For a good overview of the actual changes to the Minnesota Pupil Fair Dismissal Act (121A.43), I recommend the website of Ratwik, Roszak & Maloney (lawyers specializing in these matters for families of disabled students): http://www.ratwiklaw.com/pub_se_rlcise.php

Specifically, the legislature brought Minnesota law closer to federal mandates.
The legislature revised the PFDA so that it is now consistent with IDEA and provides that the district, relevant members of the IEP team, and the child's parent are responsible for conducting the manifestation determination review. Minn. Stat. § 121A.43(d). Minnesota law no longer contains additional requirements beyond those contained in IDEA as to when a manifestation determination meeting must be held.
Yes, the new laws reduce Minnesota requirements. However, they still exceed IDEA requirements in a number of other areas (other than pupil dismissal) and still supplement IDEA spending beyond what most states do. Based on what I can find online and via the legislative analyst's office, Dr. Banaian has suggested some cuts, but they are far less draconian than cuts proposed by other legislators (of both political parties). Let us at least be fair when we encourage people to protest legislation affecting education.
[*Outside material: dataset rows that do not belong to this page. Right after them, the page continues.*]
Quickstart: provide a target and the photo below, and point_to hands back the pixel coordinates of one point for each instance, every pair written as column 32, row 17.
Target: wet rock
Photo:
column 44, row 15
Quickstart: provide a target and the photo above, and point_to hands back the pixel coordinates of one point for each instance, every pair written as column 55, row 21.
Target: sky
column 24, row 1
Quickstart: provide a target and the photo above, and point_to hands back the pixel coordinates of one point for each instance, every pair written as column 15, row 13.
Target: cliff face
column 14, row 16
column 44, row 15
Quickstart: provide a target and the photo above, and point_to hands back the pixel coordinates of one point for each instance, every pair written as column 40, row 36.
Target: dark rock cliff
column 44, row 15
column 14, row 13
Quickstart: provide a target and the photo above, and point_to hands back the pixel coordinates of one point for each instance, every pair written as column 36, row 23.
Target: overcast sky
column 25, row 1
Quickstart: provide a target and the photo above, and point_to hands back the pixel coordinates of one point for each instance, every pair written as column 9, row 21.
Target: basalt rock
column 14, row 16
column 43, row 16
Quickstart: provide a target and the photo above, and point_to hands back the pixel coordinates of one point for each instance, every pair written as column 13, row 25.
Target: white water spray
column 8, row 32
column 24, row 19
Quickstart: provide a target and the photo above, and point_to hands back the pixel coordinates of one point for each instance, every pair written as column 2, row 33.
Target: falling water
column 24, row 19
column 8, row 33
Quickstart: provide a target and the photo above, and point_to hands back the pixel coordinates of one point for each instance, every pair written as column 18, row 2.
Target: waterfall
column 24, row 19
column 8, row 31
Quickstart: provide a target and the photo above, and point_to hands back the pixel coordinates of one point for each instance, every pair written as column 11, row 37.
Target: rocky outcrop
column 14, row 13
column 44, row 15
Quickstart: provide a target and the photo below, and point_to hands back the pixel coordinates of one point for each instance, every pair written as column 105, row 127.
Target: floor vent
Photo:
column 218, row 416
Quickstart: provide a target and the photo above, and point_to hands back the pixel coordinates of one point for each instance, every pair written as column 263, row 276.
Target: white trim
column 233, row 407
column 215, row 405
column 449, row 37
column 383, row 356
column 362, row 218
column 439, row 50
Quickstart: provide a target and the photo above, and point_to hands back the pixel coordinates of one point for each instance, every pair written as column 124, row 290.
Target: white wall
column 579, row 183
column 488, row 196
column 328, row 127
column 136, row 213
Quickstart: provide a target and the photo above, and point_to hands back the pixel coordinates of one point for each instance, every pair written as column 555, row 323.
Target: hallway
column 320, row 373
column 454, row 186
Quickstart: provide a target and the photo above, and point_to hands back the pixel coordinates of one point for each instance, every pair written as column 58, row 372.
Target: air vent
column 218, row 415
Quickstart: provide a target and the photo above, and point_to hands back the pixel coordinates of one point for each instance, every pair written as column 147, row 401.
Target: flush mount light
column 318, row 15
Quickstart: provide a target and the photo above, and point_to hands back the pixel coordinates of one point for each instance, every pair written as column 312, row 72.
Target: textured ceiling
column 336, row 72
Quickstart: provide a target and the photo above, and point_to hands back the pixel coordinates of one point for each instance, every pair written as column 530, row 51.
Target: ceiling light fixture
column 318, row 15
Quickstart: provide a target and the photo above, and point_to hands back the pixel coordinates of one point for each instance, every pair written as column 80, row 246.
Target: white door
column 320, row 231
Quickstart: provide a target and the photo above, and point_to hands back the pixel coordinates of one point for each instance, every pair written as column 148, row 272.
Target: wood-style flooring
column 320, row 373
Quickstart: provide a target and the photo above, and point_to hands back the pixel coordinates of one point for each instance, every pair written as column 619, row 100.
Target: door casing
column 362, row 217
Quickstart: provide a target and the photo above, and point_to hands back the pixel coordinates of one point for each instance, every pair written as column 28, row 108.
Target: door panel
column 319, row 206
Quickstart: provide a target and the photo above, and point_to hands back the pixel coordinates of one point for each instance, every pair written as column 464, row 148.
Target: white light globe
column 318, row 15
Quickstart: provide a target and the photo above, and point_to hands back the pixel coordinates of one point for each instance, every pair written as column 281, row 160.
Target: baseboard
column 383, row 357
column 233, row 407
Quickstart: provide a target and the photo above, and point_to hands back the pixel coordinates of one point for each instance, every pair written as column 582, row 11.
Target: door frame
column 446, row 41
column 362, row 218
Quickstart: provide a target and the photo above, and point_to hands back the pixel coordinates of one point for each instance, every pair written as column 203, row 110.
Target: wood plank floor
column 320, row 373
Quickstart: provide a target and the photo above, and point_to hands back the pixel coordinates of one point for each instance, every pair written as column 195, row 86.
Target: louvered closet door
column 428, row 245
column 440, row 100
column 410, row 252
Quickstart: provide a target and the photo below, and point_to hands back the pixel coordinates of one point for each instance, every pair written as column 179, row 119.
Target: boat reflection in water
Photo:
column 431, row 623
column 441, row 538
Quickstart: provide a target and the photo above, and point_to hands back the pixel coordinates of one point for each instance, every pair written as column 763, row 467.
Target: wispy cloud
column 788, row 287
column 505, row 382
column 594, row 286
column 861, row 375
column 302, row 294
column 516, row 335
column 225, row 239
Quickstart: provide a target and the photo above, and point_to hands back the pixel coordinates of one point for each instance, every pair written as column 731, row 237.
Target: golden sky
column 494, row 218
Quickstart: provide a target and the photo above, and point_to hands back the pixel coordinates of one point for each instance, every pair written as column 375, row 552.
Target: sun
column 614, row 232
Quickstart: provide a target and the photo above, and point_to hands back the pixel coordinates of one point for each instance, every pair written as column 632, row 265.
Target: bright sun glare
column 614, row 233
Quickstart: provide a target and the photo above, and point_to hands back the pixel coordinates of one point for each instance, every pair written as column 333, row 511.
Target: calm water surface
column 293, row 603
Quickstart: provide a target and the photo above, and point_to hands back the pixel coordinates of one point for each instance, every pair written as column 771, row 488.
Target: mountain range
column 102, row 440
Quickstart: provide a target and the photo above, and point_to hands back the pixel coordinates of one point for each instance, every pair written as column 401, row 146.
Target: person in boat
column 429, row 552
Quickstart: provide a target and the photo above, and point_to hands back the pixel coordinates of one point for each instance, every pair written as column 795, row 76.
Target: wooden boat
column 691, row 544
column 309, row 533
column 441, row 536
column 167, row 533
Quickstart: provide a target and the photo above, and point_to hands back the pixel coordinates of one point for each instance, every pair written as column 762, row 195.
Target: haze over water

I'm not thrilled, as an educator and program coordinator at a university. Instinctively, I oppose cuts to education. The problem is, when I review the state budget I don't see many places to cut. The largest expenses in Minnesota and most other states are education and public assistance programs. We already underfund our schools and colleges, resulting in school closures and rising tuitions.

Minnesota has serious problems with infrastructure, too. Our roads are crumbling, bridges collapsing, and even the Metrodome deflated. This is a state in ruins. I also know my property taxes in Minnesota are slightly more than ten times what my parents pay in California. There is a limit to what people can afford. I don't have a good solution. If anything, every practical solution is going to hurt someone. My wife and I are leaving the state, in part because of the cost of living and ever-rising taxes.

I'm wondering if an activist at AuSM was simply trying to pre-emptively argue against cuts before other advocacy groups serving other constituencies did the same. I anticipate this occurring in most states and at the federal level: "Don't cut our program X. Cut program Y, first!" Sadly, groups are going to be pitted against each other more dramatically than at any time in recent memory.

Note: For those outside Minnesota, some important background: Dr. Banaian is an economist. Not just any economist in this state, either. He is professor and chairman of the Economics Department at St. Cloud State University. He is also director of the Center for Economic Education in Midstate Minnesota. I should disclose that I have met Dr. Banaian once and have followed his public statements on the economy for several years. I don't always agree with him, but he definitely knows how lousy the budget situation is.